Open SparkJiao opened 5 years ago
Hi SparkJiao,
Could you also test with an SGD that its lr
equals to the final_lr
of AdaBound?
Current info is too less to make an educated guess. What I am most confident is AdaBound could outperform SGD (viz. faster, and not worse than SGD) with similar settings.
We did find that AdaBound is more robust on CV tasks than NLP. The reason might be that adaptive methods are more useful in unbalanced data (word embedding is a typical example of this). On this kind of task SGD might be worse than Adam, therefore transforming to SGD cannot help.

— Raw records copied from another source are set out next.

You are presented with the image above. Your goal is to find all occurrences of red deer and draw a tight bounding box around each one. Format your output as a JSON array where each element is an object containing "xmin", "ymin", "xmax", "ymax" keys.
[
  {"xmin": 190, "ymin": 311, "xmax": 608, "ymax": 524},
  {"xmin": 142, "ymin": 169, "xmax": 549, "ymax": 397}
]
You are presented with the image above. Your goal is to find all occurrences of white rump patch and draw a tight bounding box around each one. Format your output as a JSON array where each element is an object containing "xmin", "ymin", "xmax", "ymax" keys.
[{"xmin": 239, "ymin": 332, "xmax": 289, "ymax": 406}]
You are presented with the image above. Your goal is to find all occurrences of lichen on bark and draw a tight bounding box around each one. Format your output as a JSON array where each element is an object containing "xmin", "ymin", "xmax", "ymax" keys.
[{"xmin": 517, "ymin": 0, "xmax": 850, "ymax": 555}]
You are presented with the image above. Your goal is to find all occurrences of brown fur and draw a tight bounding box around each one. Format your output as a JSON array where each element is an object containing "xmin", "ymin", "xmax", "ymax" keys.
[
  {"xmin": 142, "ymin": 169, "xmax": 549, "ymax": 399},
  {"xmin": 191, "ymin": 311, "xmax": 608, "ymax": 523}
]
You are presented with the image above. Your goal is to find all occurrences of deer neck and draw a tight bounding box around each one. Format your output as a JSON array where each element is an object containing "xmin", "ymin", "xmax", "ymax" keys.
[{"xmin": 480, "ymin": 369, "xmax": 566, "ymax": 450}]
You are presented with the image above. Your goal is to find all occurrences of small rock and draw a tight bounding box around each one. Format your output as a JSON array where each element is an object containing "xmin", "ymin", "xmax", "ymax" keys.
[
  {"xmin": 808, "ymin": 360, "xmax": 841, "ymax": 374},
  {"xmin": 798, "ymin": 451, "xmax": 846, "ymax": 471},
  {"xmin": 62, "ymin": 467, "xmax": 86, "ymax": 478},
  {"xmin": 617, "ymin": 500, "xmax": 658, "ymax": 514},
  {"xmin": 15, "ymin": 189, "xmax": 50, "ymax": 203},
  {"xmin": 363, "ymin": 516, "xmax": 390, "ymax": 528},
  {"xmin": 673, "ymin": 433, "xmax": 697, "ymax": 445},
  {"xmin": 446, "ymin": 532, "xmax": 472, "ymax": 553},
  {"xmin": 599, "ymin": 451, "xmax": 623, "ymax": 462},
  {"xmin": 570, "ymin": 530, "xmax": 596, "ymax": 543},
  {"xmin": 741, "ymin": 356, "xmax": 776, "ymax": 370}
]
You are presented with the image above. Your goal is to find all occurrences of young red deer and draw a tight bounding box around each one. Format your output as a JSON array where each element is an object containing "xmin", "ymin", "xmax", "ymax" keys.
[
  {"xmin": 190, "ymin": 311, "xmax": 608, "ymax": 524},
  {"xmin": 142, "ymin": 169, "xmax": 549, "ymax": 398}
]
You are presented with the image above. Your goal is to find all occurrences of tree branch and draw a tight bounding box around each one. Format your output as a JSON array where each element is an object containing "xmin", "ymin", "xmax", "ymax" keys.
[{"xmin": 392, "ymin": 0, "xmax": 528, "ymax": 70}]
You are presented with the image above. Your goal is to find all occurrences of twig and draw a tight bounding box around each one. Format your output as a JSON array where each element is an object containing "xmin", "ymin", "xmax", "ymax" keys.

@SparkJiao besides, I am currently testing AdaBound on reading comprehension task as well. What dataset and model did you test? It seems that my preliminary result shows that AdaBound is still the best.
OK, if I have free gpu, I will test the performance with SGD.
By the way, I'm working on CoQA, Conversational Question Answering Challenge and the model being tested is modified from FlowQA, whose author has pushed his code to Github and the paper is also under open review for ICLR2019.
Thank you!
@SparkJiao thanks. I have tested CoQA but not with FlowQA. I will have a check of their paper.
Great thanks to your work!
The line with orange color is baseline using Adam as optimizer and the line with blue color is the baseline using AdaBound. I think the performance is much worse? Or I need to wait more patiently?
What's your opinion? Thank you very much!